Jennifer Burns becomes Alice and tumbles down the rabbit hole when she falls in love with Robert Milcombe, wealthy hotelier and heir to an estate reminiscent of Downton Abbey. Soon she finds herself having to adapt to the family and Robert’s high standards and demands, as well as their controlling ways. Her life quickly starts to unravel and she transforms from Jenna with the perfect life to the “Blonde slayer”, a media figure.
Instead of overwhelming her readers with palpable social commentary on the grossly unfair way in which women in the prison system are treated and the conditions they have to endure, we are experiencing it. We empathise with her as she struggles to clear her name and tries to survive in an environment where you are stripped of your rights and privileges, even more so if you are pregnant.
Through vivid descriptions of the women’s personalities, personal battles and interpersonal relationships characters grow authentic and multi-dimensional and we are gradually familiarised with the injustice and futility of their situation. The section after the arrest describing her transport to the prison is detailed with mortifyingly honest detail and the main character’s fear is glaringly obvious.

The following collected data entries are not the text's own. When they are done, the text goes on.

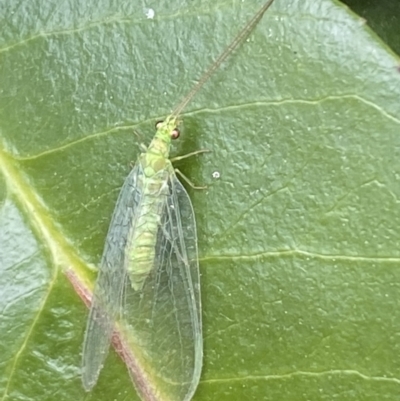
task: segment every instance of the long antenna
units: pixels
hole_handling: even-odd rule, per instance
[[[236,35],[228,47],[219,55],[219,57],[208,67],[208,69],[201,76],[197,84],[191,89],[187,96],[182,100],[181,103],[175,107],[172,112],[172,116],[178,117],[182,110],[188,105],[193,99],[194,95],[203,87],[203,85],[209,80],[211,75],[219,68],[219,66],[226,60],[226,58],[250,35],[254,27],[258,24],[264,13],[268,10],[269,6],[274,0],[267,1],[254,15],[254,17],[244,26],[244,28]]]

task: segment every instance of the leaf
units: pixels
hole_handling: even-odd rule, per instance
[[[147,19],[135,2],[1,0],[2,399],[137,399],[115,352],[84,393],[87,310],[65,272],[93,285],[139,143],[257,3],[177,0]],[[174,153],[213,152],[178,166],[209,187],[189,189],[195,400],[396,398],[397,66],[339,3],[276,0],[187,108]]]
[[[355,13],[363,17],[368,25],[397,54],[400,53],[400,3],[393,0],[369,2],[364,0],[345,0]]]

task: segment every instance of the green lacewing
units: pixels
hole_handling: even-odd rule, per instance
[[[272,2],[257,11],[172,114],[157,123],[152,142],[125,180],[87,322],[82,359],[87,391],[97,382],[114,331],[142,400],[189,401],[197,388],[203,337],[196,221],[169,159],[170,145],[179,136],[179,114]]]

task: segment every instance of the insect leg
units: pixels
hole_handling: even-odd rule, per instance
[[[179,174],[193,189],[207,189],[207,186],[199,187],[193,184],[192,181],[189,180],[189,178],[186,177],[185,174],[182,173],[181,170],[175,168],[175,173]]]
[[[190,152],[190,153],[187,153],[186,155],[183,155],[183,156],[177,156],[177,157],[174,157],[173,159],[170,159],[170,160],[171,160],[172,163],[174,163],[174,162],[177,162],[179,160],[187,159],[188,157],[192,157],[192,156],[198,155],[200,153],[208,153],[208,152],[211,152],[211,150],[209,150],[209,149],[199,149],[199,150],[196,150],[195,152]]]

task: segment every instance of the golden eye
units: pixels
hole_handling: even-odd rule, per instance
[[[174,128],[173,131],[172,131],[172,134],[171,134],[171,138],[172,139],[177,139],[177,138],[179,138],[180,134],[181,133],[179,132],[178,128]]]
[[[161,125],[163,122],[164,122],[163,120],[157,121],[157,122],[156,122],[156,129],[159,129],[159,128],[160,128],[160,125]]]

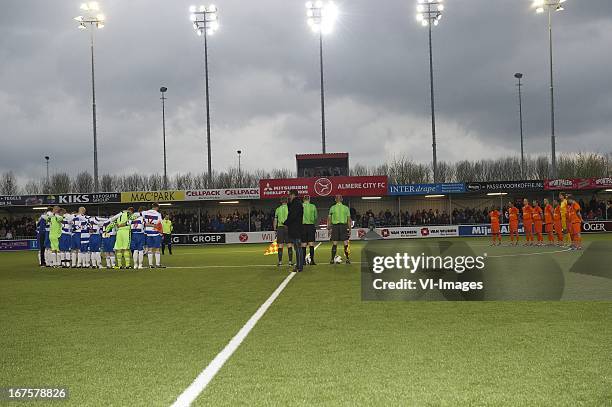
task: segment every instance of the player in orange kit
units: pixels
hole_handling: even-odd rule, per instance
[[[567,200],[568,228],[572,236],[572,249],[582,250],[582,236],[580,235],[582,228],[582,214],[580,213],[580,205],[573,196]]]
[[[553,228],[557,236],[557,244],[563,246],[563,223],[561,223],[561,205],[556,199],[553,200]]]
[[[525,227],[525,246],[533,245],[533,208],[528,199],[523,199],[523,226]]]
[[[496,242],[499,246],[502,244],[501,238],[501,227],[499,224],[499,211],[497,208],[491,208],[491,212],[489,212],[489,217],[491,218],[491,238],[493,239],[491,242],[491,246],[495,246]]]
[[[510,221],[510,244],[516,246],[519,242],[518,225],[519,225],[519,210],[514,206],[514,202],[509,203],[508,220]],[[516,241],[514,240],[516,238]]]
[[[548,236],[548,244],[555,244],[555,235],[553,234],[553,207],[548,201],[548,199],[544,198],[544,231]]]
[[[536,237],[538,238],[538,246],[544,245],[544,238],[542,237],[542,208],[540,208],[540,204],[538,201],[533,201],[533,229]]]

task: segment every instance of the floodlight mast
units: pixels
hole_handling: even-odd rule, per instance
[[[210,6],[189,7],[190,20],[198,36],[204,37],[204,73],[206,87],[206,143],[208,150],[208,182],[212,181],[212,160],[210,146],[210,95],[208,83],[208,36],[219,29],[219,10],[214,4]]]
[[[94,159],[94,192],[100,191],[98,178],[98,129],[96,118],[96,80],[94,63],[94,27],[102,28],[106,22],[106,17],[100,11],[100,5],[96,1],[81,4],[83,15],[74,18],[79,23],[81,30],[89,28],[90,49],[91,49],[91,110],[93,122],[93,159]]]
[[[432,167],[433,180],[438,182],[438,153],[436,144],[436,110],[434,99],[434,77],[433,77],[433,47],[431,42],[431,26],[437,26],[442,18],[444,10],[443,0],[418,0],[417,2],[417,21],[428,28],[429,33],[429,88],[431,102],[431,148],[432,148]]]
[[[548,11],[548,50],[550,67],[550,154],[551,154],[551,178],[557,178],[557,152],[555,138],[555,87],[553,80],[553,35],[552,35],[552,14],[553,11],[563,11],[563,3],[566,0],[533,0],[532,7],[536,13]]]
[[[331,1],[306,2],[306,22],[316,34],[319,34],[319,72],[321,79],[321,150],[326,153],[325,139],[325,81],[323,76],[323,35],[334,28],[338,17],[338,8]]]

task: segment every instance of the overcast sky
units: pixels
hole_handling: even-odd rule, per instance
[[[338,0],[324,40],[327,149],[351,163],[431,157],[427,30],[412,0]],[[100,173],[162,171],[159,87],[167,86],[169,172],[206,168],[203,40],[190,1],[100,1],[96,34]],[[199,4],[199,3],[198,3]],[[213,168],[294,168],[320,152],[318,41],[302,0],[218,0],[210,38]],[[527,152],[549,153],[546,17],[530,0],[447,0],[433,33],[438,157],[518,154],[515,72]],[[79,1],[2,0],[0,171],[20,179],[92,168],[89,36]],[[557,148],[612,150],[612,1],[555,13]]]

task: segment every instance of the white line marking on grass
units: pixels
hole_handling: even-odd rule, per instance
[[[206,369],[196,377],[196,379],[187,387],[187,389],[176,399],[172,404],[172,407],[187,407],[194,402],[194,400],[206,389],[208,383],[215,377],[219,370],[223,367],[225,362],[232,356],[232,354],[238,349],[242,341],[247,337],[249,332],[255,327],[257,321],[266,313],[270,305],[276,300],[280,293],[285,289],[289,281],[295,276],[296,273],[290,273],[287,278],[274,290],[272,295],[261,304],[259,309],[255,311],[253,316],[247,321],[246,324],[238,331],[236,336],[223,348],[221,352],[210,362]]]
[[[536,252],[536,253],[500,254],[500,255],[497,255],[497,256],[487,256],[487,257],[538,256],[540,254],[564,253],[564,252],[570,252],[570,251],[572,251],[572,249],[552,250],[550,252]]]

It’s clear from the amount of detail in Clarke’s writing that she’s done a great deal of research and in doing so, realised that we need to change our perception of prisoners and prisons. According to statistics supplied at the end of the novel, 84% of women in prison are in for non-violent crime. Prisons in the UK are understaffed and there is a severe need for better education and support to enable prisoners to be rehabilitated.
Even though the novel is based in Britain, comparisons can most likely be drawn to conditions in women prisons around the world, in particular in South Africa.
According to a 2018 article in TimesLIVE female prisoners in South Africa experience the same high occurrence of mental illness and lack of psychological services as observed in the UK and as described in On my Life. Depression is commonly diagnosed and one of the main reasons for mental illness and possible suicide is the inability of mothers to deal with the separation from their children.
In essence On my Life is a subtle study and subsequent awareness attempt of the plight of imprisoned women without skimping an iota on entertainment value. It comes as no surprise that Clarke is a screenwriter and playwright. She knows how to engage an audience and On my Life reads like the next blockbuster.
Short, punchy sentences amplify the tension and see to it that we’re swept up in the pace and tension of the prison environment. It’s a daunting, frightening and eye-opening read in which Angela Clarke commits an astounding feat – combining facts with fiction in a riveting read.